Donna Czukar, senior director of support programs for the Canadian Cancer Society's Ontario division, agreed that men in general are less inclined than woman to go to support groups.

"I think there's many ways that people access support and it may or may not be a group," she said from Hamilton.

The society provides information on its website for patients and their loved ones about cancers of all kinds, including breast cancer, which can be more complicated because of intimacy issues.

The organization's One-to-One program can connect a man seeking support with a volunteer who has been through a similar experience, Czukar said.

Tasker said he never considered a spousal support group because he was too caught up in taking care of Borowski.

"I continued to run and go to the gym, and I took up boxing as a way to relieve pressure," he said. "You need a release valve, you really do.

"And boxing was good for me because I would go in some days and I would work out with these guys. And I would go on the heavy bag and I would pound the heavy bag until I couldn't lift my arms, until I felt I couldn't breathe.

"It kept me in shape. It kept me alert."

Tasker, who was raised in a strict Baptist household, also relied on his faith to get him through the emotional upheaval of his fiancée's illness and to bolster his strength so he could be a rock for her to lean on.

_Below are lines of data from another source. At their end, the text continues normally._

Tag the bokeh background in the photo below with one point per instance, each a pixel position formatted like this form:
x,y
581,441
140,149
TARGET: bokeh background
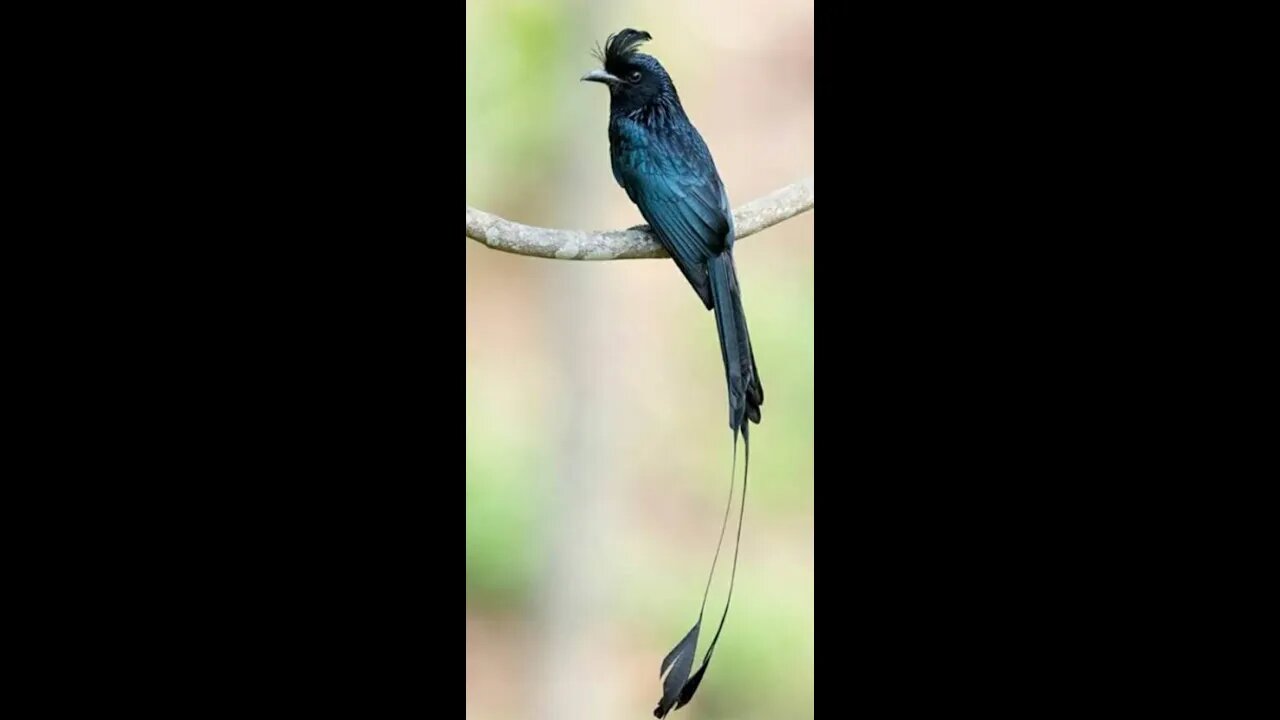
x,y
598,449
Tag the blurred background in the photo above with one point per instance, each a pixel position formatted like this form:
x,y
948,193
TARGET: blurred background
x,y
598,449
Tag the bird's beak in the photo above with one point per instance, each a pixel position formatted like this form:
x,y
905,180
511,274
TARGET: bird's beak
x,y
600,76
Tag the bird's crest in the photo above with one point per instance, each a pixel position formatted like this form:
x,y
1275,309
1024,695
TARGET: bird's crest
x,y
620,45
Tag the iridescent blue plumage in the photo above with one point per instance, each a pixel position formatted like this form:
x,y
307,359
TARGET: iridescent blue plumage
x,y
667,171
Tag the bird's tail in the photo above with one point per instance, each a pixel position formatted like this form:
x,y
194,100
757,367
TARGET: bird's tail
x,y
745,396
745,392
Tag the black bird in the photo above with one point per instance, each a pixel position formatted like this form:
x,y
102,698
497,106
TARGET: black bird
x,y
663,164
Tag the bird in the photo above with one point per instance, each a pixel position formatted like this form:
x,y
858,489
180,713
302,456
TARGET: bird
x,y
663,164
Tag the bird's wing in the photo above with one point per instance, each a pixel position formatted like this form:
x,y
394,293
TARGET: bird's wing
x,y
682,199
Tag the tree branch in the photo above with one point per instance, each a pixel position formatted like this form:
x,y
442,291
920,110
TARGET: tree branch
x,y
507,236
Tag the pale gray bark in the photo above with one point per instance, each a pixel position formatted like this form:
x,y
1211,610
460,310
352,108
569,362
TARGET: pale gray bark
x,y
635,242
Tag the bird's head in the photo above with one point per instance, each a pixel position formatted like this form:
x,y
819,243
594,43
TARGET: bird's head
x,y
634,80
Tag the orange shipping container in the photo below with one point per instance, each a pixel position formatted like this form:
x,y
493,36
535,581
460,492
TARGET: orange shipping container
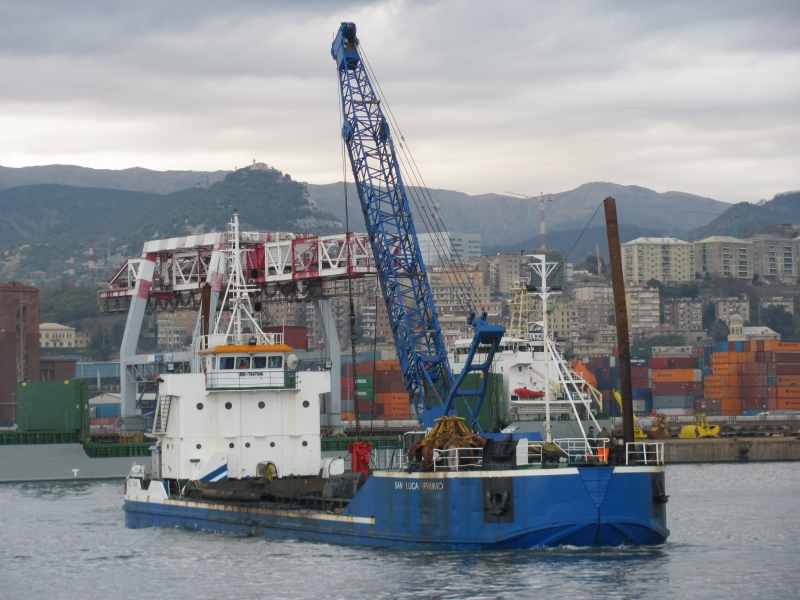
x,y
726,369
732,404
387,365
673,375
776,346
719,358
392,398
788,403
723,380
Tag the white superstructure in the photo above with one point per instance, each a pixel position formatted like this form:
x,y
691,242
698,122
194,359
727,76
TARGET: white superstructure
x,y
245,411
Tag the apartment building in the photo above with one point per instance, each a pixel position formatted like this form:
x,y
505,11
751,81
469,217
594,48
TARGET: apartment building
x,y
724,256
683,313
725,308
775,258
668,260
644,308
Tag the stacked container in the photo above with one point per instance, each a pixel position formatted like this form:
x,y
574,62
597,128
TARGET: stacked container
x,y
376,391
748,378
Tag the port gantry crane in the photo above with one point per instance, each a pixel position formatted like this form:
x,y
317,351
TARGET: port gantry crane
x,y
403,279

"My mission was Gwen and that was it," he said of his 53-year-old partner.

"This is essentially a love story. I love her to death. She's the most important thing in the world to me, and I'm not going to lose that."

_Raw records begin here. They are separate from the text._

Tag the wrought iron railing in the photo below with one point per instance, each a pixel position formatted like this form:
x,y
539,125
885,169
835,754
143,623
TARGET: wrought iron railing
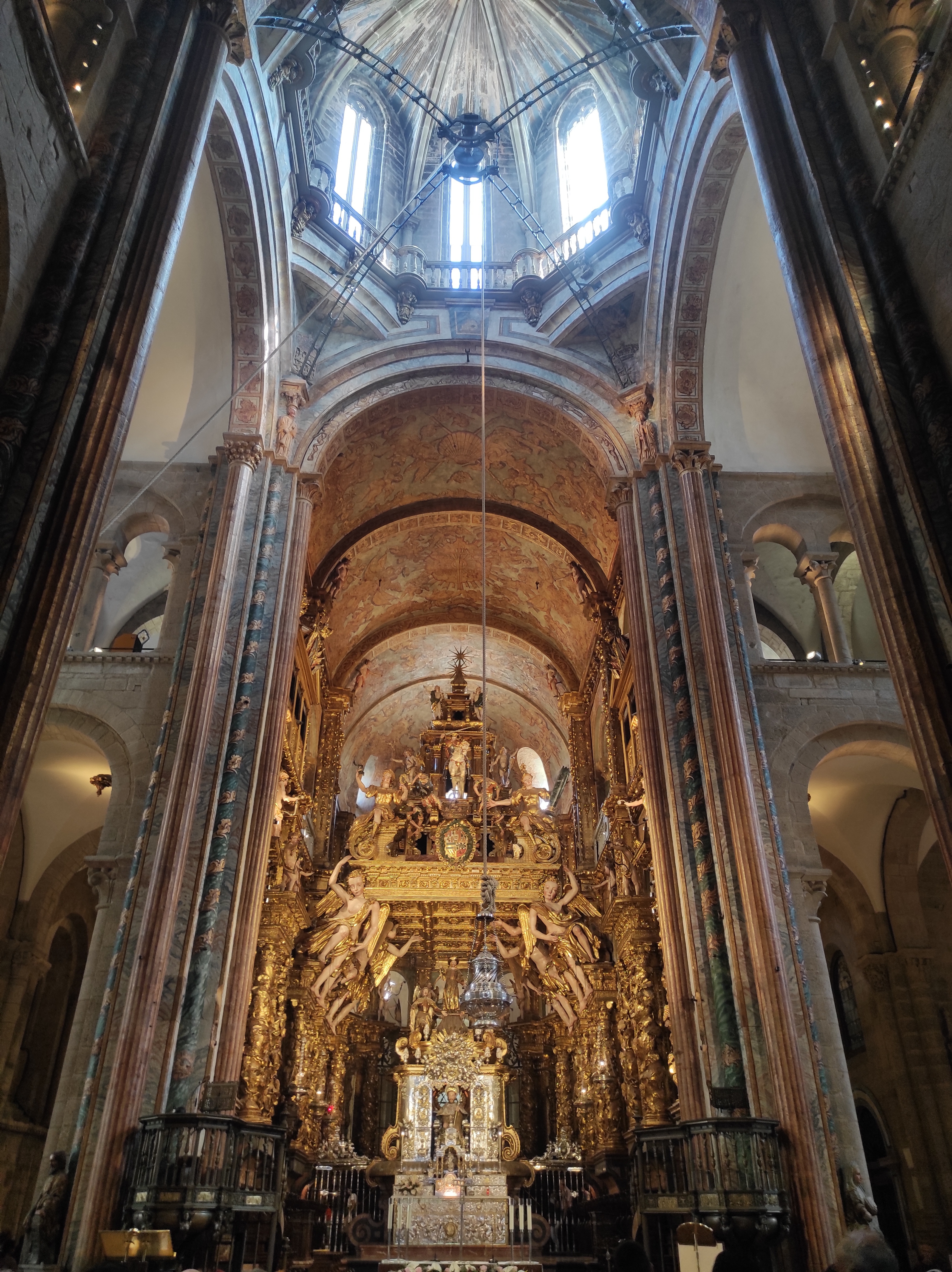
x,y
712,1167
188,1163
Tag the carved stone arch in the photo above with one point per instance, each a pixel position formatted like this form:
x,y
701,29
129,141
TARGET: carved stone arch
x,y
690,282
595,434
246,279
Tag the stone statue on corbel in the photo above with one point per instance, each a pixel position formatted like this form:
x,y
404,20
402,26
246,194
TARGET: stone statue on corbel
x,y
294,395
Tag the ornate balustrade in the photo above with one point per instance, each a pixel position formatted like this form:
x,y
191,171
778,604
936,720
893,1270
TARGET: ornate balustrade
x,y
726,1173
195,1173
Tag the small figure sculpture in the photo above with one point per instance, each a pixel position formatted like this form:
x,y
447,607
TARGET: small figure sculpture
x,y
336,579
583,584
361,677
293,873
44,1223
861,1209
554,681
386,798
423,1010
459,768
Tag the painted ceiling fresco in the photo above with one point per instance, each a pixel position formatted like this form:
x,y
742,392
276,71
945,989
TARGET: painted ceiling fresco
x,y
427,446
429,565
377,736
424,655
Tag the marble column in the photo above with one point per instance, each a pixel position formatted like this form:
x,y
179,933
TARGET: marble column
x,y
137,1031
812,891
665,857
239,973
102,874
868,457
576,710
811,1182
816,574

Tasker advises men faced with a similar health crisis with their spouse to not become overwhelmed by fear, anger and all the other swirling emotions that erupt with the diagnosis.

"Be strong. It's time to be heroic -- heroic in the sense that you put your life to the side, you're completely selfless and you get on with helping your partner. But if you abandon, if you leave, you're a failure and you should hide in shame."